Quelles sont les mesures à retenir ?
Comme mon collègue Esteban Grépinet l’a raconté dans un article détaillé à lire sur le site de Vert, les agents de la police de l’environnement pourraient bientôt être équipés de caméras embarquées, pour garder une trace de leurs interventions. Un guichet et une adresse mail seront créés pour signaler les contrôles qui se seraient mal passés.
Une sorte de «police de la police de l’environnement» devrait voir le jour – comme il existe l’IGPN pour la police nationale ; je rappelle que les agents de l’IGPN sont surnommés les «bœufs carotte», je vois mal comment on va trouver mieux cette fois-ci.
En vrac, les deux ministères prévoient la création de «fiches pratiques», la «formation des inspecteurs de l’environnement aux enjeux agricoles et de certains agents des chambres d’agriculture à la biodiversité», mais aussi une «large campagne de communication sur la protection de l’environnement», ou un «colloque national sur la police de l’eau et de la nature»…
Bref, il ne manque que le numéro vert et la convention citoyenne.
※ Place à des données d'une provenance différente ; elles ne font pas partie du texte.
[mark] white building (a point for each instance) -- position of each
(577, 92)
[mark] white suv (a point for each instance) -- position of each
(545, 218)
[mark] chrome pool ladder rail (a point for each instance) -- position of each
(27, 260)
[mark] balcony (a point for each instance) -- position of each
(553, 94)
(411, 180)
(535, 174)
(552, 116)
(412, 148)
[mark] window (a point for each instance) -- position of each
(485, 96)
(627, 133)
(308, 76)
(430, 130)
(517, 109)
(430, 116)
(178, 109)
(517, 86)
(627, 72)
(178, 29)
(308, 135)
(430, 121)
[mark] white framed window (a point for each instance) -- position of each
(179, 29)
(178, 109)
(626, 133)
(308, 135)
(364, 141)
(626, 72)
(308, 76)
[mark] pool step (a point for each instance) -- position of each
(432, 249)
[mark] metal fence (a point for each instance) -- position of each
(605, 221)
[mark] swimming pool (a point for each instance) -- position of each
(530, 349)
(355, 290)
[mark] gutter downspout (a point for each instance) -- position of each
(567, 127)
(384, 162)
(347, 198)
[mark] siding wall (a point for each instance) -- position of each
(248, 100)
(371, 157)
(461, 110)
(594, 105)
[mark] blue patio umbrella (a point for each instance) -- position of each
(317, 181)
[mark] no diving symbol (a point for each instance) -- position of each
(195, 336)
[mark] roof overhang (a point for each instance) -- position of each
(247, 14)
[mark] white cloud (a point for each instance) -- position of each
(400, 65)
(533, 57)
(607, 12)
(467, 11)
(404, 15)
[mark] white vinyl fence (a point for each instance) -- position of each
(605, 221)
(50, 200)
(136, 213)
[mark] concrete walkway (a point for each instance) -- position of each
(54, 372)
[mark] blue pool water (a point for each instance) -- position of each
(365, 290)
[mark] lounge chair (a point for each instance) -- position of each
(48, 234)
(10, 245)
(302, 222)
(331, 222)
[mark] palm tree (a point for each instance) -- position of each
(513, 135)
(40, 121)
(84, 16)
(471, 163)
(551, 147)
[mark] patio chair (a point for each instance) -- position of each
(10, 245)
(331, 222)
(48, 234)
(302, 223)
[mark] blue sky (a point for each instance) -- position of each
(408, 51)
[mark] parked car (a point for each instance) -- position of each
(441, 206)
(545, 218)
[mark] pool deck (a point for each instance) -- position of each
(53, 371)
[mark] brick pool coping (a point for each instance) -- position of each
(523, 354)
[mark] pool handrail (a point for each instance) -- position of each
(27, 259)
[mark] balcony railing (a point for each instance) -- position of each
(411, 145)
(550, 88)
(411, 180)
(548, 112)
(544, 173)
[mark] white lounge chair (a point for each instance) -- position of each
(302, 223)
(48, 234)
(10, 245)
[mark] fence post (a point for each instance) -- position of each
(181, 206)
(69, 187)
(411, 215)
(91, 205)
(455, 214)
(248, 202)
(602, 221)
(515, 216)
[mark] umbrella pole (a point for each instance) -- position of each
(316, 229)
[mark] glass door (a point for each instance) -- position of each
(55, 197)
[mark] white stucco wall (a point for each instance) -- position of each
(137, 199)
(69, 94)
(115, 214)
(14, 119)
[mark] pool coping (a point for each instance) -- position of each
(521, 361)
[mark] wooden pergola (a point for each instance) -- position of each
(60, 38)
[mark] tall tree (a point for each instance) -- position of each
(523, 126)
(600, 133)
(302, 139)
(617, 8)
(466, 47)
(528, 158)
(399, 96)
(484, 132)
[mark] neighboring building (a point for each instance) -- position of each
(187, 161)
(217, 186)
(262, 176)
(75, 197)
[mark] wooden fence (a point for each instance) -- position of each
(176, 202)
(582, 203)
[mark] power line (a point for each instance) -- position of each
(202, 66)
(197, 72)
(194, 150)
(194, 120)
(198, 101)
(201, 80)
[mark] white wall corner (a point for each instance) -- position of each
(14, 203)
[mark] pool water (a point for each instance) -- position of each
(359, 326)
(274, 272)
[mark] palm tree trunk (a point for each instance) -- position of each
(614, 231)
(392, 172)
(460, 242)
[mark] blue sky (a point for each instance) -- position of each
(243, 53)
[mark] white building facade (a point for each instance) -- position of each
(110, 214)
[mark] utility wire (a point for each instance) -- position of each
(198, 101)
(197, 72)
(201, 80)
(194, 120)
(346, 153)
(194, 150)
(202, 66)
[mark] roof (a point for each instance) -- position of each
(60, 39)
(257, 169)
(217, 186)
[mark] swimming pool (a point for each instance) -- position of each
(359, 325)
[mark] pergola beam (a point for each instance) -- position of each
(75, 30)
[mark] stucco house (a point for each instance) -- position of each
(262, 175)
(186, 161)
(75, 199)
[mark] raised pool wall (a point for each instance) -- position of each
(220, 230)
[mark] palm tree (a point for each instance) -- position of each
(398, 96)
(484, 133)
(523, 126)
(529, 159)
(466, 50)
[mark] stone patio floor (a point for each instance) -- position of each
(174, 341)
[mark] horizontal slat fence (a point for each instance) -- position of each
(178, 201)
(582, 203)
Le gouvernement veut aussi lancer une «réflexion de revue des normes et échelles des peines». Autrement dit, certaines sanctions pourraient être réduites en cas, par exemple, de pollutions, de destruction d’espèces protégées ou de haies.
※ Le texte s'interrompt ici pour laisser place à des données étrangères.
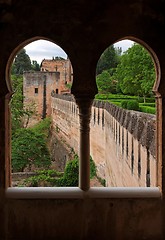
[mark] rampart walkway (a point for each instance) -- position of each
(122, 142)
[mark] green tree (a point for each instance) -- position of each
(105, 83)
(21, 63)
(108, 60)
(135, 72)
(35, 66)
(29, 148)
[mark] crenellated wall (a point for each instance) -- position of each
(122, 142)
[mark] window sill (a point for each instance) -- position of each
(77, 193)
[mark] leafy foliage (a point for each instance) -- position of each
(43, 127)
(135, 73)
(35, 66)
(29, 148)
(21, 63)
(69, 178)
(108, 60)
(71, 174)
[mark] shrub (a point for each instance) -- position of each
(124, 104)
(92, 168)
(29, 148)
(71, 174)
(133, 105)
(147, 109)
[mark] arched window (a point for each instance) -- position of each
(126, 150)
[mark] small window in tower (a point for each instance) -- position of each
(36, 90)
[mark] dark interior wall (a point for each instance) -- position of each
(83, 29)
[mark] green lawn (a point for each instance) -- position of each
(147, 107)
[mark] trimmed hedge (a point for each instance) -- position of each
(133, 105)
(130, 105)
(146, 109)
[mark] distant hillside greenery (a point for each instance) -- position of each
(131, 73)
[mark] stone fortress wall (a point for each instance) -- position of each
(122, 141)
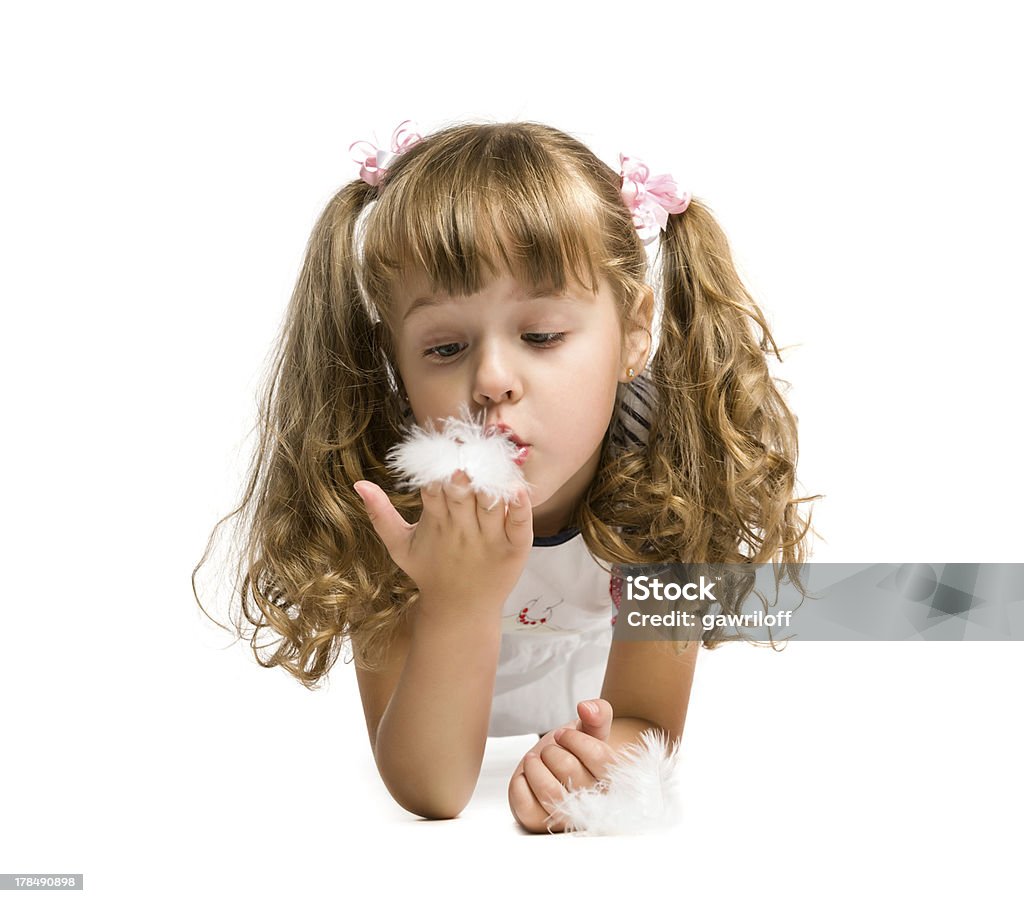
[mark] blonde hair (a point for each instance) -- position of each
(714, 483)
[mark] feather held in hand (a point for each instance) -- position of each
(640, 792)
(428, 456)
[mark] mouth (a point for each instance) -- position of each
(503, 429)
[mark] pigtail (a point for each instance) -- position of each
(329, 411)
(724, 425)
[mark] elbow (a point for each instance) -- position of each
(434, 797)
(435, 807)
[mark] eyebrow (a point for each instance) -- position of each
(534, 295)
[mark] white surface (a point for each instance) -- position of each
(161, 173)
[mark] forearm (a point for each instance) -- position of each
(430, 740)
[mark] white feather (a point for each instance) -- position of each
(640, 793)
(428, 456)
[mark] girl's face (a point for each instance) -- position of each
(546, 368)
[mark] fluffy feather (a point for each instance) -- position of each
(640, 793)
(428, 456)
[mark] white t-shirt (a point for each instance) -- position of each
(558, 620)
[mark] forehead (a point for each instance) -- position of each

Enfin, le point qui a mis le feu aux poudres des policiers de l’environnement, c’est celui qui introduit le port d’arme discret : les agents en intervention chez des agriculteurs seront tenus de cacher leur arme. Comme nous l’a dit Sylvain Michel, représentant syndical (CGT) à l’OFB, il s’agit d’une «menace pour la sécurité des agents», car il faut plus de temps pour dégainer en cas de besoin.
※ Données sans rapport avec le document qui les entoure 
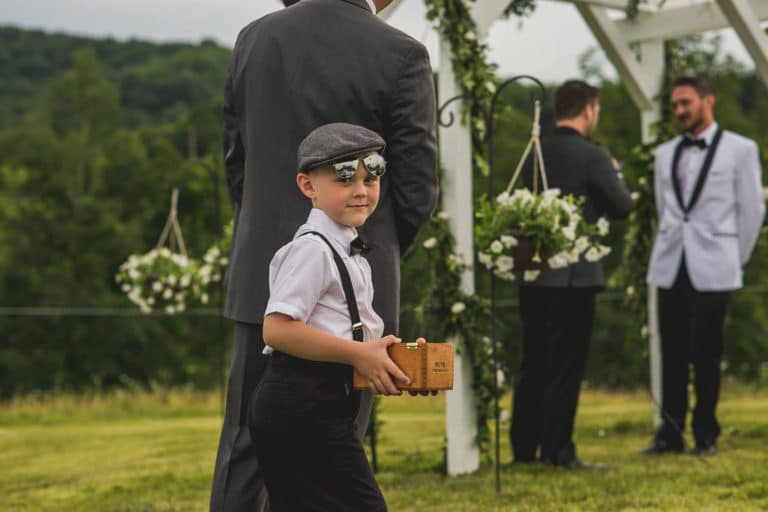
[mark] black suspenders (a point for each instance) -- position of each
(349, 292)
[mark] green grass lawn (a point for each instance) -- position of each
(148, 452)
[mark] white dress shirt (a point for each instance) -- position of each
(305, 284)
(692, 159)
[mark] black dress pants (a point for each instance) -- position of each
(238, 480)
(311, 458)
(691, 328)
(557, 327)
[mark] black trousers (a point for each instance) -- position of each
(304, 436)
(691, 328)
(238, 480)
(557, 327)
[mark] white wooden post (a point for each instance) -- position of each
(456, 191)
(652, 62)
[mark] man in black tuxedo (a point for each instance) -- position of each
(315, 62)
(557, 309)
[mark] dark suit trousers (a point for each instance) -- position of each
(691, 328)
(557, 326)
(238, 482)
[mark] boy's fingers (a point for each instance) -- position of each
(397, 373)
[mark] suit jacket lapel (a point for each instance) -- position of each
(705, 169)
(675, 180)
(360, 3)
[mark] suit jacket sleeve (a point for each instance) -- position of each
(611, 195)
(749, 200)
(234, 152)
(411, 150)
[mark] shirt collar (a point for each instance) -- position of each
(707, 134)
(329, 227)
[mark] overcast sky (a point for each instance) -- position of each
(547, 44)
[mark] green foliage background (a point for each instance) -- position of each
(94, 135)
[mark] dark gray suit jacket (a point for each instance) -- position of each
(317, 62)
(579, 167)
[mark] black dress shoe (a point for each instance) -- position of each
(577, 463)
(704, 450)
(660, 446)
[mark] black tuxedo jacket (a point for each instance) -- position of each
(317, 62)
(579, 167)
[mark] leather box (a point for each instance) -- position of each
(428, 365)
Ces mesures vont-elles faire retomber la colère ?
Pour Paul-Emilien Toucry, représentant du syndicat SNAPE-FO, «ces mesures n’auront aucune incidence sur les principaux problèmes des agriculteurs, comme : les difficultés du métier, les problèmes financiers ou la perte de sens…».
Cette panoplie de mesure, qui vise surtout à donner des gages aux syndicats agricoles, elle est d’autant plus surprenante que seuls 7,5% des contrôles exercés par l’OFB ont un rapport avec le monde agricole ; et que chaque exploitation est contrôlée, en moyenne, tenez-vous bien, une fois tous les… 120 ans.
Mais il y avait visiblement plus urgence à rassurer les syndicats agricoles qu’à agir sur les causes du mal-être ou à enrayer l’effondrement du vivant.